Normalement, la bouteille est ses deux vannes primaire fait partie du réseau. Le reste est privé et le comptage doit, si possible, être pris en contrat location entretien de façon globale pour tout le réseau (application plus facile de la Loi de 1979)
Les comptages sont aujourd’hui tous équipés de générateurs d’impulsion et raccordables aux équipements de télésuivi en chaufferie, d’où l’importance d’un câble type téléphonique qui court en même temps que les canalisations.
Les installations en chaufferie sont rigoureusement identiques à celles des systèmes classiques, sauf éventuellement en ce qui concerne les réglages des différents organes de régulation et sécurité qui doivent être adaptés aux contraintes des matériaux du réseau (Tmax de service et Tmax d’épreuve, pressions de service, pressions de sécurité).
Les pompes réseau d’un système sans échangeur sont très petites, avec des pressions de service basses, ce qui permet l’usage d’éléments à rotors noyés, de limiter l’usure et de faire appel à des consommations électriques très faibles également.
Aujourd’hui les principaux fournisseurs disposent de moyens informatiques précis et efficaces, et qui prennent en compte tous les paramètres des réseaux (y compris les altitudes). Utiliser ces facilités avec contrôles.
En plus des calculs réseau types, les calculs d’équilibrages avec réglage des vannes d’équilibrage est obligatoire, même avec des pressions de service faibles. Attention donc à l’utilisation de vannes d’équilibrages fournies sans abaques de kv, ce qui empêche tout réglage scientifiquement satisfaisant.
Les débits seront tous définis sans supplément ni marge pour les dimensionnements et les régimes définis pour le réseau.
Privilégier les matériaux à faible rugosité : leur prix plus élevé est souvent compensé par une mise en œuvre plus facile, des raccordement plus fiables, et une suppression des problèmes de corrosion.
Toutefois, il arrive que des contraintes budgétaires ne permettent pas l’usage de ces produits.

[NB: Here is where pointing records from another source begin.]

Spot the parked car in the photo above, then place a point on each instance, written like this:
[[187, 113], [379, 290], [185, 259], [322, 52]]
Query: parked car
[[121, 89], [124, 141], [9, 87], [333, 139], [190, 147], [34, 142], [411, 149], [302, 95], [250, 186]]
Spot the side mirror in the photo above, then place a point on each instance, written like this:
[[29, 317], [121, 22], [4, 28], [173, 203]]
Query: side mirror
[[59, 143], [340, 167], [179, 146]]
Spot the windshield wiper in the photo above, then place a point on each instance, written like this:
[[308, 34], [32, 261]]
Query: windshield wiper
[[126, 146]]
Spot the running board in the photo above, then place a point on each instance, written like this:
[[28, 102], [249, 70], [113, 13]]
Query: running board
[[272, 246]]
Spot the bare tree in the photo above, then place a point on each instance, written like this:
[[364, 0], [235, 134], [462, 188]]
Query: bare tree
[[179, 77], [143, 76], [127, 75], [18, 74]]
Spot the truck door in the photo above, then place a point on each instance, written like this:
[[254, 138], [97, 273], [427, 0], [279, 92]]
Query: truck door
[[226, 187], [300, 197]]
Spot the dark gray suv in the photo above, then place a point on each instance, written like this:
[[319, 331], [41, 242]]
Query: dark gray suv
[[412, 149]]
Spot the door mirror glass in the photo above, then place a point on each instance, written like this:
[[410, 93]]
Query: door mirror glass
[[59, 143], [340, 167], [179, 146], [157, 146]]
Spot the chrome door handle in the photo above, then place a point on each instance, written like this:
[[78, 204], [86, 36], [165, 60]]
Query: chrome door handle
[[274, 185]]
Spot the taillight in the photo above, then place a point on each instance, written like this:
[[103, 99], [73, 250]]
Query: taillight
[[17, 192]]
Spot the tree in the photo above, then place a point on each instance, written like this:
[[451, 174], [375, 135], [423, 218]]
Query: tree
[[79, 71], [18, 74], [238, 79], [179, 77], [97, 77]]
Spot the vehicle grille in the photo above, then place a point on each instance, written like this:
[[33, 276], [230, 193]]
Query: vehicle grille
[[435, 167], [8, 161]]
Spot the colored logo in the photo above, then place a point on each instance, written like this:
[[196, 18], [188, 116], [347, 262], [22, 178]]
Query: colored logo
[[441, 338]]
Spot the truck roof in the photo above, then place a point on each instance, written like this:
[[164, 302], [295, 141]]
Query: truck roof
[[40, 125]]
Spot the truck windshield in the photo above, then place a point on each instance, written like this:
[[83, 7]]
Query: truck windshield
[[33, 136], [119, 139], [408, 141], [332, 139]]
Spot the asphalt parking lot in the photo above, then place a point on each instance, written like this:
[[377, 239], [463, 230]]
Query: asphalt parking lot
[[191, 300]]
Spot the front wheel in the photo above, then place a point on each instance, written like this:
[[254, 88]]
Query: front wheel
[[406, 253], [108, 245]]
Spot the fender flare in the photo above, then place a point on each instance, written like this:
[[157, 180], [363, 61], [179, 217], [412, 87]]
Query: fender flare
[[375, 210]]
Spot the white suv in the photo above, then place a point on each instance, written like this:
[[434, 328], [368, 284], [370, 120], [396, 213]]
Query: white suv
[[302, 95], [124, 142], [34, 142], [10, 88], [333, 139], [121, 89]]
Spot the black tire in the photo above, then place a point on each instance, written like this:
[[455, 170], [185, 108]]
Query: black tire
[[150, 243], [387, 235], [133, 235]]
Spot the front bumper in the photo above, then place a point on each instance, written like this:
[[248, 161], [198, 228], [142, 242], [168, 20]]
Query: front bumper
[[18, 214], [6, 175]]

La définition des mises en œuvre d’un petit réseau réclame plus de précision qu’une installation classique : le CCTP devra refléter ces exigences. De plus, l’obligation de justification de la formation adéquate du personnel devra aussi figurer dans les contraintes de consultation.

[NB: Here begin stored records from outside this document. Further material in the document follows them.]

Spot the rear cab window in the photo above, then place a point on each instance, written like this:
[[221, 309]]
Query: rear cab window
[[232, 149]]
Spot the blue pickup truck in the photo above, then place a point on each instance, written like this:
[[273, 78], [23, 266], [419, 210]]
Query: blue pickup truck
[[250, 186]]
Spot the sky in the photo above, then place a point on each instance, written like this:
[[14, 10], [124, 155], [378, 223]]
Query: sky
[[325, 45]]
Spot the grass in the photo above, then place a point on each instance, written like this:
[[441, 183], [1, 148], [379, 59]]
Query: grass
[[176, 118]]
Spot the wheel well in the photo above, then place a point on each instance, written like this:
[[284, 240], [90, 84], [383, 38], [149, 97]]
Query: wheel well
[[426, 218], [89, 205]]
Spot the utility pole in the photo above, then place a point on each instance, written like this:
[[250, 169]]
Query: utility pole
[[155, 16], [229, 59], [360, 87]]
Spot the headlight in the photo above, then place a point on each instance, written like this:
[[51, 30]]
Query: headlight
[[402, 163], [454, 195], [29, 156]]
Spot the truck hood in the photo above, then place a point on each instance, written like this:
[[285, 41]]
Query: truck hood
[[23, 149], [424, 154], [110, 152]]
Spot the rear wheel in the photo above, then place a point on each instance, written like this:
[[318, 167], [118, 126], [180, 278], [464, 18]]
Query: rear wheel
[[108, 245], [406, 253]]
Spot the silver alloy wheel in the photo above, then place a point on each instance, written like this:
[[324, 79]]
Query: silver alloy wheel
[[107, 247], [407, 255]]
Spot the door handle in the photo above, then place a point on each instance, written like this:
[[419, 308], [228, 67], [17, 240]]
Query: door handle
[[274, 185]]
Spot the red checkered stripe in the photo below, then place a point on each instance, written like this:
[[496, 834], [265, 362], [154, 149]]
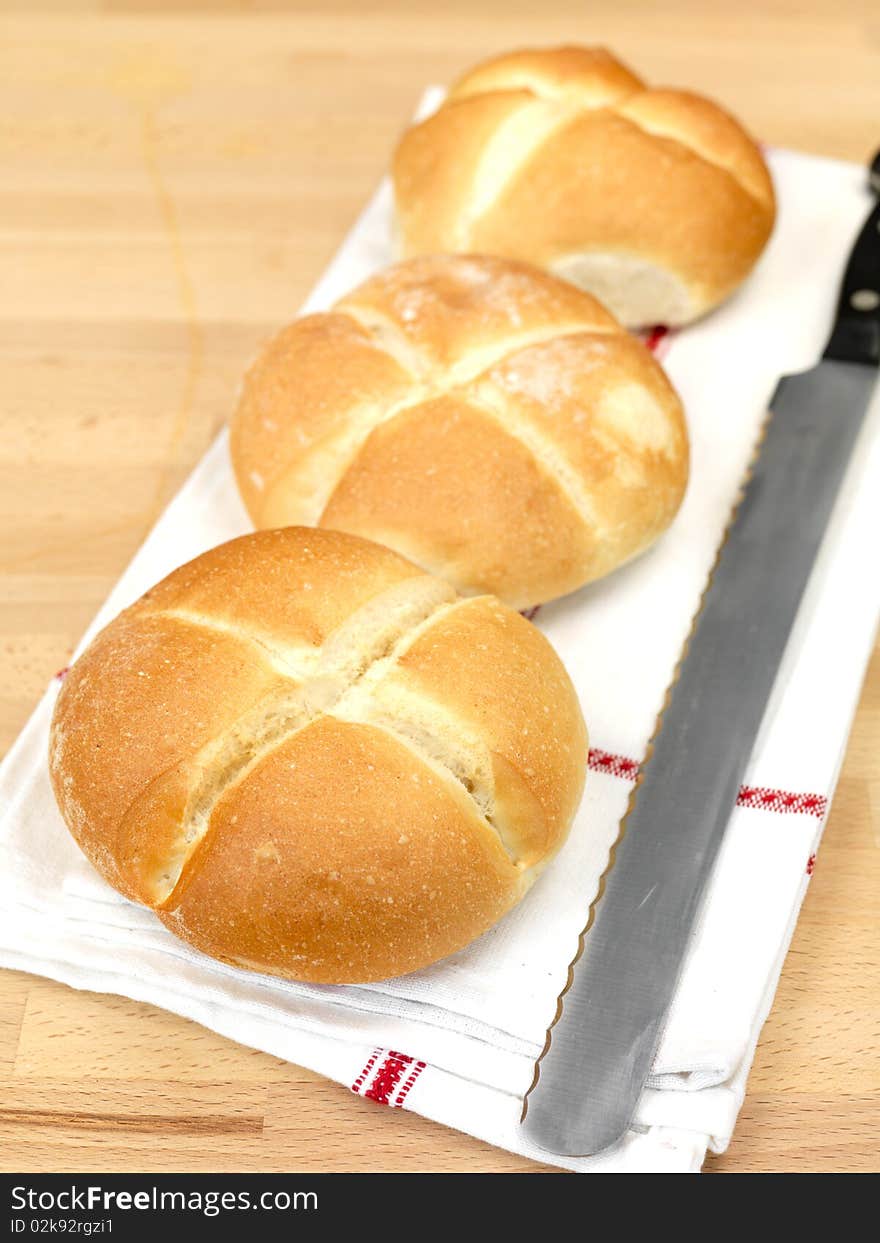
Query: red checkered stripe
[[760, 797], [388, 1077]]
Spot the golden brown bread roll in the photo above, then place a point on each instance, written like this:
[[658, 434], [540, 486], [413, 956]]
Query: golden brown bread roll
[[489, 421], [655, 200], [313, 760]]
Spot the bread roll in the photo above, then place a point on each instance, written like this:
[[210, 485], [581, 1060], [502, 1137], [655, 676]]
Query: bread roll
[[655, 200], [310, 758], [489, 421]]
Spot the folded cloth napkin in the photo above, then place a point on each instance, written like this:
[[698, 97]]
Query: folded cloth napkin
[[458, 1042]]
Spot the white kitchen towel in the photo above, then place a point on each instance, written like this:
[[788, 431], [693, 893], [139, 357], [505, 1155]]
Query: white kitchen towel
[[458, 1042]]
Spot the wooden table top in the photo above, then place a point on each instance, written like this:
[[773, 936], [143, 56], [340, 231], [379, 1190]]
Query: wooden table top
[[174, 185]]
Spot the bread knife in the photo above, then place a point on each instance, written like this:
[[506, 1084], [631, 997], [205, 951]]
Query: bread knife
[[610, 1017]]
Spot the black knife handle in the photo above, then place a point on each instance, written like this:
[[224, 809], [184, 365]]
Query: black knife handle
[[855, 337]]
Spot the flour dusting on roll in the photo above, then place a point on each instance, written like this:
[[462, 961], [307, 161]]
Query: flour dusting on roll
[[313, 760], [655, 200], [491, 423]]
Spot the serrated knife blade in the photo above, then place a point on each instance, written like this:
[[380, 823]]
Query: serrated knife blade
[[610, 1017]]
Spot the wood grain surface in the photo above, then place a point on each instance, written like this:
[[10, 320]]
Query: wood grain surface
[[174, 182]]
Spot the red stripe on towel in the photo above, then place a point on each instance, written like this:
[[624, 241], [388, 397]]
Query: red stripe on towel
[[784, 802], [380, 1078]]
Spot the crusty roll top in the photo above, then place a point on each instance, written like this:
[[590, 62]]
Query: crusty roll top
[[656, 200], [313, 760], [490, 421]]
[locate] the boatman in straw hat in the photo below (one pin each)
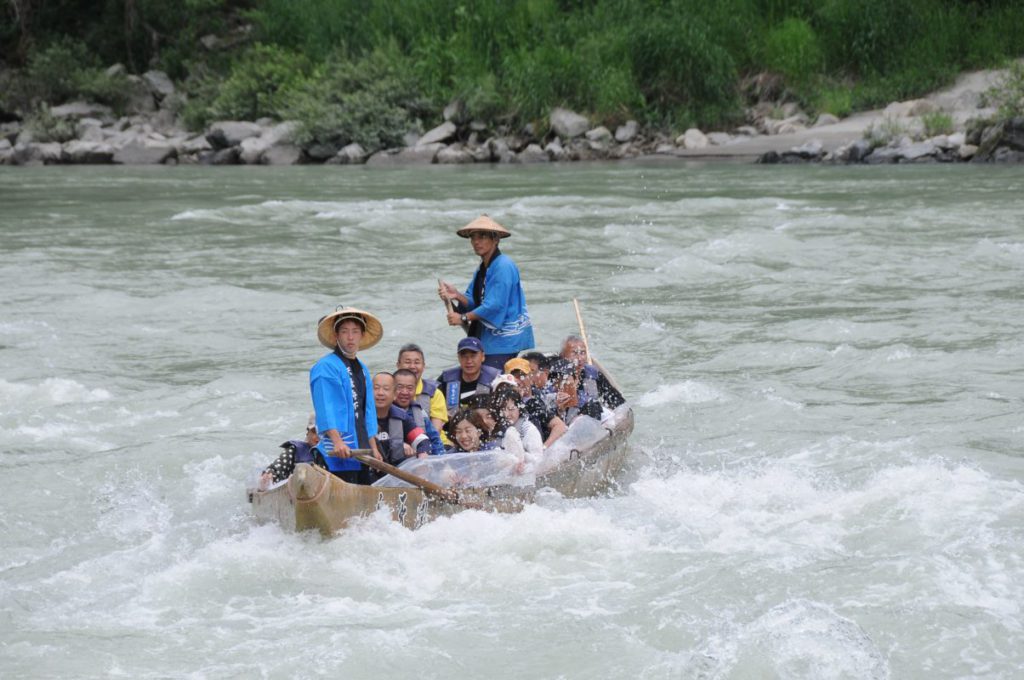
(494, 306)
(339, 383)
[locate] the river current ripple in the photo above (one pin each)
(825, 478)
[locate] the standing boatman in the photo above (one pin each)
(340, 386)
(494, 306)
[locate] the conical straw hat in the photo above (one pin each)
(373, 330)
(484, 223)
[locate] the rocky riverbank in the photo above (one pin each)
(81, 132)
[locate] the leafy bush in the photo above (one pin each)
(1008, 94)
(260, 84)
(936, 123)
(682, 72)
(793, 50)
(835, 99)
(373, 101)
(886, 133)
(66, 71)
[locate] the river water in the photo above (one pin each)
(825, 478)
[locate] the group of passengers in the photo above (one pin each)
(499, 395)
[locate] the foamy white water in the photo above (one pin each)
(826, 470)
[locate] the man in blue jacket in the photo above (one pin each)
(340, 386)
(494, 306)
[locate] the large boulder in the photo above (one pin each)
(1013, 134)
(568, 124)
(442, 132)
(532, 154)
(224, 134)
(144, 153)
(922, 107)
(196, 144)
(627, 132)
(80, 152)
(89, 129)
(813, 150)
(455, 155)
(555, 151)
(160, 84)
(455, 112)
(77, 110)
(719, 138)
(884, 155)
(422, 155)
(283, 154)
(859, 150)
(322, 153)
(227, 156)
(351, 154)
(500, 152)
(692, 138)
(251, 150)
(36, 154)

A définir et annexer soigneusement aux pièces écrites et à diffuser largement.
Sur le plan thermique, un petit réseau simple est une entité précise et avec des déperditions bien plus maîtrisées qu’avec des équipement classiques. Toutefois, il apporte certaines contraintes liées à des températures assez basses (dimensionnement des émetteurs par exemple) et une nécessite de rigueur globale et permanente de l’ensemble.
En revanche, pour un coût assez faible, il permet des raccordements qui n’auraient jamais pu se faire (petits logements) avec les coûts engendrés par des installations classiques avec échangeurs.

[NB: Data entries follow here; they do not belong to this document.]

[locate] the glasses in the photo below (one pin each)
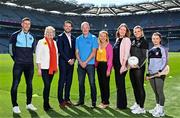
(49, 33)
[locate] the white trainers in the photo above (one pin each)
(134, 106)
(138, 110)
(159, 112)
(16, 110)
(154, 110)
(31, 107)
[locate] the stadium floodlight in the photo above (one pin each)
(39, 9)
(157, 10)
(55, 12)
(11, 4)
(70, 13)
(28, 7)
(174, 9)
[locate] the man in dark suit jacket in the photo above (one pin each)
(66, 48)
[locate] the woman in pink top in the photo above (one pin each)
(121, 52)
(104, 65)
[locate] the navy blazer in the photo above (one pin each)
(66, 52)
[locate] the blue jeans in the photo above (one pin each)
(90, 70)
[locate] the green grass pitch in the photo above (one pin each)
(172, 90)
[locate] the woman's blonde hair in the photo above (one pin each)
(139, 27)
(49, 28)
(128, 33)
(107, 36)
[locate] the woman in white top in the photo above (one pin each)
(47, 62)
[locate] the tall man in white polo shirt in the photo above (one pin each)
(66, 48)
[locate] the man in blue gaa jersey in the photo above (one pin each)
(21, 49)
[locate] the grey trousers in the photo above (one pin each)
(157, 85)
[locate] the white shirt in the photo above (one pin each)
(42, 53)
(69, 38)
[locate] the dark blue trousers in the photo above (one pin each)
(65, 81)
(47, 79)
(18, 69)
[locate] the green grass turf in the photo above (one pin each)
(172, 89)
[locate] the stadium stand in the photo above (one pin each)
(166, 22)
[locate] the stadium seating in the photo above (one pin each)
(165, 23)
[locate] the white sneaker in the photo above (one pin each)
(154, 110)
(159, 112)
(16, 110)
(138, 110)
(31, 107)
(134, 106)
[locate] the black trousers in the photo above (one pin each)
(47, 79)
(65, 81)
(18, 69)
(137, 81)
(103, 82)
(121, 89)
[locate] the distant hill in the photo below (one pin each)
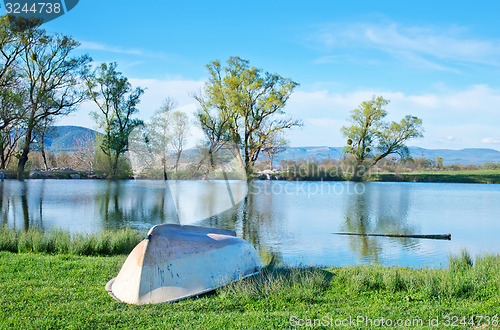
(475, 156)
(64, 139)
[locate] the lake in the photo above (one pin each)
(295, 222)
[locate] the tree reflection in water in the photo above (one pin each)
(378, 211)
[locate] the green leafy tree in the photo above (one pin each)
(370, 139)
(159, 137)
(275, 144)
(117, 101)
(439, 161)
(244, 106)
(180, 133)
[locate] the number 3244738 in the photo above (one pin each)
(35, 8)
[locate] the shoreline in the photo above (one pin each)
(480, 176)
(54, 291)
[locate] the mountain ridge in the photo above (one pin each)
(65, 138)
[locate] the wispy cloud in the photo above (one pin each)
(432, 47)
(451, 118)
(100, 47)
(90, 45)
(491, 140)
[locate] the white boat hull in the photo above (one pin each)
(176, 262)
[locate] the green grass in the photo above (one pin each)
(480, 176)
(42, 291)
(107, 242)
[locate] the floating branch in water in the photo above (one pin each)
(445, 236)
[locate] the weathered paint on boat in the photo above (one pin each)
(176, 262)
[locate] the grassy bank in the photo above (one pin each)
(53, 291)
(107, 242)
(445, 176)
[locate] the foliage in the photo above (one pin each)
(370, 139)
(244, 107)
(50, 75)
(44, 291)
(117, 102)
(108, 242)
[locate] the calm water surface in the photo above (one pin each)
(293, 221)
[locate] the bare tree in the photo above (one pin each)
(84, 153)
(159, 132)
(180, 133)
(51, 76)
(274, 145)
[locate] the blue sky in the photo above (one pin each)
(438, 60)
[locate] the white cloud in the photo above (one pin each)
(432, 47)
(491, 140)
(90, 45)
(451, 118)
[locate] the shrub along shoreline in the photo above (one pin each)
(65, 288)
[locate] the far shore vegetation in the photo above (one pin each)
(70, 166)
(63, 290)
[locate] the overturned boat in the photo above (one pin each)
(176, 262)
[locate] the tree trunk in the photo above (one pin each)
(43, 155)
(359, 171)
(114, 168)
(177, 160)
(3, 164)
(24, 155)
(164, 164)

Il demande l’application du principe « une chaîne n’est forte que par son plus petit maillon », mais est, en contrepartie, générateur d’une solidarité nouvelle qui manque souvent cruellement à notre culture latine hyper individualiste.
Sa mise en œuvre nécessite des maître d ‘œuvre rigoureux et précis, ce qui est excellent pour la rénovation de l’image de la profession.
C’est au final un outil simple, financièrement accessible à tous et dont l’entretien est réduit au minimum.
Enfin, avec une formation spécifique simple aux différences de ce type d’installation par rapport au traditionnel, il permet aux artisans et petites entreprises locales de participer à des travaux qui, souvent leur échappait totalement.